We're not a nation of philosophers. We're a nation of advocates for ourselves, our side, our party, our department our acquisition of power. Few people in our nation have the developed perspective and character which would lead them to abstain from something which would result in an increase in to their personal power.

You have to believe we can get there. Consider the people of Denmark. 2000 years ago they were marauding assholes on the people's of Britannia . Now they're exactly the opposite and lead the developed world in international equality fairness civility and peaceful relations. Peoples and nations change their collective character. It's never pretty. It's the road were on; we just have to walk it, there's nothing else to do.

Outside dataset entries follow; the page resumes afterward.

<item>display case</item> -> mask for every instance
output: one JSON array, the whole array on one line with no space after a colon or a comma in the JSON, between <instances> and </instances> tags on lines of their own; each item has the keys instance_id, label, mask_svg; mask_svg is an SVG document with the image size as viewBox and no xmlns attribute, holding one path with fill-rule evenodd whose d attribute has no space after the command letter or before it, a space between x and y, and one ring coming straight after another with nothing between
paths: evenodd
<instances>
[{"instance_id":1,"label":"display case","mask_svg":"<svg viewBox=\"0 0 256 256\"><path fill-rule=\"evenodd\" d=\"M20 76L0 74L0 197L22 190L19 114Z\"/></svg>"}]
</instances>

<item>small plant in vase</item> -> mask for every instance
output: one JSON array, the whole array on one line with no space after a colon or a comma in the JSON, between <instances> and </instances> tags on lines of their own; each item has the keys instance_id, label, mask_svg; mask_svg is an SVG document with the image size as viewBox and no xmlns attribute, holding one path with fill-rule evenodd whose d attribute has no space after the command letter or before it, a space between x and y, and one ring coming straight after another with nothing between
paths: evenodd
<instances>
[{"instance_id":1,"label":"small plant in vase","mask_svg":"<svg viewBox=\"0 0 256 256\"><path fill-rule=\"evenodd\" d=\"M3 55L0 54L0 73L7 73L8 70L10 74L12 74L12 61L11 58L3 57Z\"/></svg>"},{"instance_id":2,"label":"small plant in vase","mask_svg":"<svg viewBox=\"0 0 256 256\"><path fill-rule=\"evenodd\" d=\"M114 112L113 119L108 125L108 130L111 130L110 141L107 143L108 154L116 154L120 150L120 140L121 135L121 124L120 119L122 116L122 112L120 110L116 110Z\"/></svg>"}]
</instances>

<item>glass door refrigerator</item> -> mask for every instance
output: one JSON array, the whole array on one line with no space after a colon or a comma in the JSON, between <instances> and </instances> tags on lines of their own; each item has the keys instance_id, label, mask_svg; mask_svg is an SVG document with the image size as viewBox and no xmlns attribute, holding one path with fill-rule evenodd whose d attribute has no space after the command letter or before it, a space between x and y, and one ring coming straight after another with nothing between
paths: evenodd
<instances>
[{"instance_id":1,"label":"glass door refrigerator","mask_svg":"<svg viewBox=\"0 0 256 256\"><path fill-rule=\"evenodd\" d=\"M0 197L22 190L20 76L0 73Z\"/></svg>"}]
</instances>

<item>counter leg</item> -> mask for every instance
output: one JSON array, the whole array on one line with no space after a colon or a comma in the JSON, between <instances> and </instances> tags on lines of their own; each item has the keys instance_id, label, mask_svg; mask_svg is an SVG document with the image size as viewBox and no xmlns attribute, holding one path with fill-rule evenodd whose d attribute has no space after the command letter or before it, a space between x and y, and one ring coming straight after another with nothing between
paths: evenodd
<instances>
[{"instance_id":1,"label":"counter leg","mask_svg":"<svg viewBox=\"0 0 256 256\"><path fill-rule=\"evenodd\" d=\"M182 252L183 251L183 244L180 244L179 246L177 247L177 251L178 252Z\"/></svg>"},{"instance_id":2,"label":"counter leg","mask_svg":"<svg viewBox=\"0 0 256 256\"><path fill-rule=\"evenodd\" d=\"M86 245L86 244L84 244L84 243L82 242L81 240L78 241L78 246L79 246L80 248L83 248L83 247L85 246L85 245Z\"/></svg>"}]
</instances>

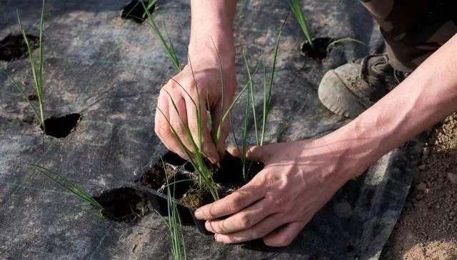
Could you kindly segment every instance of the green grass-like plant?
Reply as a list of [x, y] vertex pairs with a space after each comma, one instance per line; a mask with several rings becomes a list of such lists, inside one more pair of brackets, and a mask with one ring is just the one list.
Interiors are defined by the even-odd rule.
[[246, 180], [247, 179], [247, 172], [246, 172], [246, 166], [247, 159], [246, 157], [246, 155], [248, 149], [247, 139], [248, 138], [248, 124], [249, 122], [249, 104], [251, 104], [251, 108], [252, 109], [251, 112], [252, 112], [252, 117], [253, 117], [253, 126], [254, 126], [254, 133], [256, 136], [256, 144], [257, 146], [261, 146], [263, 144], [263, 139], [265, 137], [265, 131], [266, 131], [266, 125], [268, 122], [268, 116], [270, 108], [271, 108], [272, 89], [273, 89], [273, 83], [274, 83], [274, 76], [275, 76], [275, 71], [276, 67], [276, 59], [278, 56], [278, 51], [279, 49], [279, 41], [281, 39], [281, 34], [284, 29], [284, 26], [286, 24], [286, 21], [287, 21], [288, 18], [288, 16], [286, 16], [286, 19], [284, 19], [284, 21], [283, 22], [279, 29], [279, 32], [278, 33], [278, 38], [276, 39], [276, 44], [274, 49], [273, 66], [271, 68], [271, 72], [269, 80], [267, 80], [266, 69], [265, 63], [263, 61], [263, 60], [261, 61], [262, 66], [263, 67], [263, 111], [262, 111], [261, 132], [260, 133], [260, 137], [259, 137], [258, 129], [257, 126], [256, 101], [254, 98], [255, 89], [254, 89], [254, 84], [253, 84], [253, 77], [256, 74], [256, 72], [258, 69], [258, 66], [260, 65], [260, 63], [258, 64], [253, 74], [251, 74], [251, 71], [249, 69], [249, 62], [248, 61], [248, 59], [246, 56], [244, 55], [244, 54], [243, 54], [242, 55], [243, 60], [244, 61], [244, 67], [246, 73], [246, 77], [248, 79], [248, 83], [246, 86], [248, 88], [248, 92], [247, 92], [247, 96], [246, 96], [246, 106], [244, 110], [244, 124], [243, 124], [243, 138], [241, 140], [241, 147], [236, 139], [235, 131], [233, 129], [233, 124], [231, 122], [231, 119], [230, 121], [230, 127], [231, 127], [232, 135], [233, 136], [233, 140], [235, 141], [235, 145], [236, 146], [238, 154], [240, 154], [240, 159], [241, 160], [241, 163], [243, 166], [243, 176], [245, 180]]
[[305, 34], [305, 37], [306, 38], [306, 41], [309, 44], [309, 46], [311, 47], [311, 49], [313, 52], [316, 52], [316, 49], [314, 47], [314, 44], [313, 43], [313, 36], [311, 34], [311, 31], [308, 26], [308, 23], [306, 22], [306, 18], [305, 16], [305, 14], [303, 12], [301, 9], [301, 6], [300, 6], [300, 0], [289, 0], [289, 5], [291, 6], [291, 9], [292, 10], [292, 13], [293, 13], [293, 16], [295, 16], [297, 22], [300, 25], [300, 28], [301, 28], [301, 31], [303, 34]]
[[151, 12], [149, 11], [149, 9], [148, 8], [152, 4], [155, 4], [156, 1], [150, 1], [148, 6], [146, 6], [144, 3], [143, 3], [143, 1], [141, 2], [143, 5], [143, 7], [144, 8], [145, 14], [148, 16], [148, 21], [146, 21], [146, 23], [151, 27], [152, 32], [159, 37], [160, 42], [162, 44], [164, 48], [165, 49], [165, 53], [170, 59], [170, 61], [173, 64], [173, 66], [175, 68], [177, 72], [181, 71], [182, 70], [182, 67], [179, 64], [179, 59], [178, 59], [176, 52], [174, 49], [174, 47], [173, 46], [173, 43], [170, 39], [170, 36], [169, 35], [168, 31], [166, 30], [166, 27], [165, 26], [165, 24], [162, 23], [162, 27], [164, 30], [164, 34], [162, 34], [160, 28], [159, 28], [159, 26], [157, 26], [157, 24], [152, 17], [152, 15], [151, 14]]
[[[164, 164], [163, 161], [162, 164], [164, 164], [164, 168], [165, 168], [165, 164]], [[174, 181], [172, 184], [177, 182], [179, 181]], [[174, 201], [175, 185], [173, 185], [172, 189], [170, 189], [171, 184], [169, 183], [168, 179], [166, 179], [166, 184], [169, 213], [167, 226], [171, 238], [171, 253], [173, 254], [173, 259], [174, 260], [186, 260], [187, 257], [186, 255], [186, 244], [182, 231], [182, 224], [178, 212], [178, 208]]]
[[26, 31], [22, 26], [22, 23], [21, 22], [21, 18], [19, 16], [19, 12], [17, 11], [17, 19], [19, 24], [19, 28], [21, 29], [21, 33], [24, 36], [24, 41], [27, 47], [27, 53], [29, 56], [29, 60], [30, 61], [30, 69], [31, 71], [31, 74], [34, 78], [34, 84], [35, 85], [35, 91], [36, 93], [36, 96], [38, 98], [39, 103], [39, 109], [37, 109], [35, 106], [27, 98], [27, 95], [24, 90], [19, 86], [19, 84], [13, 79], [13, 78], [7, 74], [4, 70], [0, 70], [0, 72], [6, 75], [6, 76], [12, 81], [13, 85], [16, 86], [16, 88], [19, 91], [21, 94], [24, 96], [26, 101], [29, 103], [30, 106], [34, 110], [34, 114], [35, 116], [38, 119], [40, 123], [40, 126], [43, 129], [44, 133], [46, 133], [46, 126], [44, 124], [44, 58], [43, 55], [43, 19], [44, 16], [44, 0], [43, 0], [43, 5], [41, 6], [41, 16], [40, 18], [40, 33], [39, 33], [39, 56], [38, 56], [38, 63], [35, 61], [33, 56], [33, 49], [31, 46], [30, 41], [29, 39], [27, 39], [27, 35], [26, 34]]
[[34, 168], [40, 173], [43, 174], [44, 176], [54, 181], [56, 184], [59, 184], [59, 186], [64, 188], [64, 189], [69, 191], [71, 194], [79, 198], [84, 203], [86, 203], [96, 209], [99, 209], [100, 211], [104, 209], [104, 206], [99, 201], [97, 201], [96, 199], [94, 199], [92, 195], [91, 195], [89, 191], [87, 191], [84, 188], [81, 188], [74, 182], [69, 180], [66, 177], [64, 177], [55, 171], [46, 169], [38, 164], [29, 163], [26, 163], [26, 164]]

Write your congressperson. It carries a lot of weight, actually. Talk to your neighbors and encourage them to do the same. Vote for people who have a proven track record of representing your concerns. Or run for office yourself .

Talking, reading, writing voting. These are the tools that change democracies. If that sounds idealistic to you consider that despots everywhere and at all times fear those things the most.

Make up your minds ...

[Crypto+Cavedweller]

It's pretty funny watching some of the same people who were hailing Alan Turing as a hero when the Brits finally pardoned him now act as if this is Evil Incarnate when it's what Turing would be working on if he were alive today.

Re:Quantum Computing Website

[MobSwatter]

The NSA wasn't in charge of Obamacare...if they were you wouldn't even need to sign up, they could just figure out your selections for you.

Not really, irrelevant of what you believe your selections are, they'll tell you what your selections will be.

.... the reassuring part

[Arancaytar]

The reassuring part is that public key infrastructure is still OK when done properly, since the NSA is still working so hard to defeat it

Indeed, that sounds reassuring. But reassuring you would easily be worth 80 million to the NSA.

You can't hide secrets from the future

[ALpaca2500]

MC Frontalot - Secrets From the Future

RSA is not a "modern encryption"

[eexaa]

I mean, we got lots of PQ cryptosystems already working, google for "post-quantum GPG".